PAKISTAN: USA ''DELUSI''
PAKISTAN: USA ''DELUSI''

Washington, 30 mag. - (Adnkronos/Dpa/Xin) - Gli Stati Uniti hanno espresso ''delusione'' per il nuovo test nucleare pakistano. Una nota del dipartimento di Stato di Washington si esortano India e Pakistan a ''desistere dall'effettuare ulteriori test'' e ad astenersi da ogni azione o dichiarazione ''provocatoria'' per non accentuare la tensione nella regione.
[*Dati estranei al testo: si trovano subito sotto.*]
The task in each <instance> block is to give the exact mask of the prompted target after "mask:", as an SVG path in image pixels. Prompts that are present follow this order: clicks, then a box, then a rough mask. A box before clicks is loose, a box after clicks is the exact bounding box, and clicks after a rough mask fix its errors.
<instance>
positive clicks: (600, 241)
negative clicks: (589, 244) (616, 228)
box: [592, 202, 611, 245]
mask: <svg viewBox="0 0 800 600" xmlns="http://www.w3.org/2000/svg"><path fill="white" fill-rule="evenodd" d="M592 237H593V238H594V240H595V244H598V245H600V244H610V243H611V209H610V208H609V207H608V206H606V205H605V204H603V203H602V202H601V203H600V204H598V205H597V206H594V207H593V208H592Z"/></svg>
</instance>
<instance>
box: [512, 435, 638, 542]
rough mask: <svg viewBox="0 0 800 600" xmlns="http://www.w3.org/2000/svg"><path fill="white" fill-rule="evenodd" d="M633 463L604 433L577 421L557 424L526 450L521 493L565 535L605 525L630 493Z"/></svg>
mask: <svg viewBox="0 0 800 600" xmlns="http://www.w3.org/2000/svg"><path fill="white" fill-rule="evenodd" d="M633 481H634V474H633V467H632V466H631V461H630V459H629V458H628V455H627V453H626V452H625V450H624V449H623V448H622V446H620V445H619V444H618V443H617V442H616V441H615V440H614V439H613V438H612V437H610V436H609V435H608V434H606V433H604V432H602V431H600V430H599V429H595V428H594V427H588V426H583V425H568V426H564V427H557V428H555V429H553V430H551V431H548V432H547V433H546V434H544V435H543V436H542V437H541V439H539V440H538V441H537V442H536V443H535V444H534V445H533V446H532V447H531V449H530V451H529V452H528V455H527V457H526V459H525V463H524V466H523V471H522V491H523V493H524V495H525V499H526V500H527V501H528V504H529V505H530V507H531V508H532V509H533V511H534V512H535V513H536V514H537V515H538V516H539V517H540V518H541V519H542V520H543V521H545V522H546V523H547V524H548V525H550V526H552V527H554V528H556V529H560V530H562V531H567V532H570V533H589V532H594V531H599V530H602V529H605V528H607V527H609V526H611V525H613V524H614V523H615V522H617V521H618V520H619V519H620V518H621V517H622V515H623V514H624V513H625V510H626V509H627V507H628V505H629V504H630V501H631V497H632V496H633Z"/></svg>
La Cina, principale forniture di tecnologia nucleare del Pakistan, ha manifestato ''profonda deplorazione'' per il test e, in una nota del ministero degli Esteri di Pechino, ha espresso ''grave preoccupazione per la corsa al riarmo nucleare in atto nell'Asia meridionale'', lanciando un ''solenne appello ai due Paesi affinche' esercitino il massimo autocontrollo, rinuncino ai loro programmi di sviluppo di armi nucleari e scongiurino un deterioramento della situazione''. L'agenzia ufficiale cinese ''Xinhua'' ha reso noto che il presidente Jiang Zemin ha inaugurato il ''telefono rosso'' Pechino-Washington con l'omologo americano Bill Clinton per parlare della crisi nucleare nel subcontinente indiano.

Da Bonn, il ministro degli Esteri tedesco Klaus Kinkel ha definito ''irresponsabile'' il nuovo test pakistano. Condanne dello stesso tenore sono giunte anche dal ''Quai D'Orsay'' di Parigi e dal ministro degli Esteri russo, Yevgheny Primakov, in visita a Helsinki, Finlandia. ''Profonda preoccupazione'' e' stata espressa anche dal capo della diplomazia iraniana, Kamal Kharrazi, che ha annunciato l'intenzione di Teheran, presidente di turno dell'Organizzazione della conferenza islamica, di promuovere la creazione di una ''zona denuclearizzata'' estesa al Medio Oriente e al subcontinente indiano.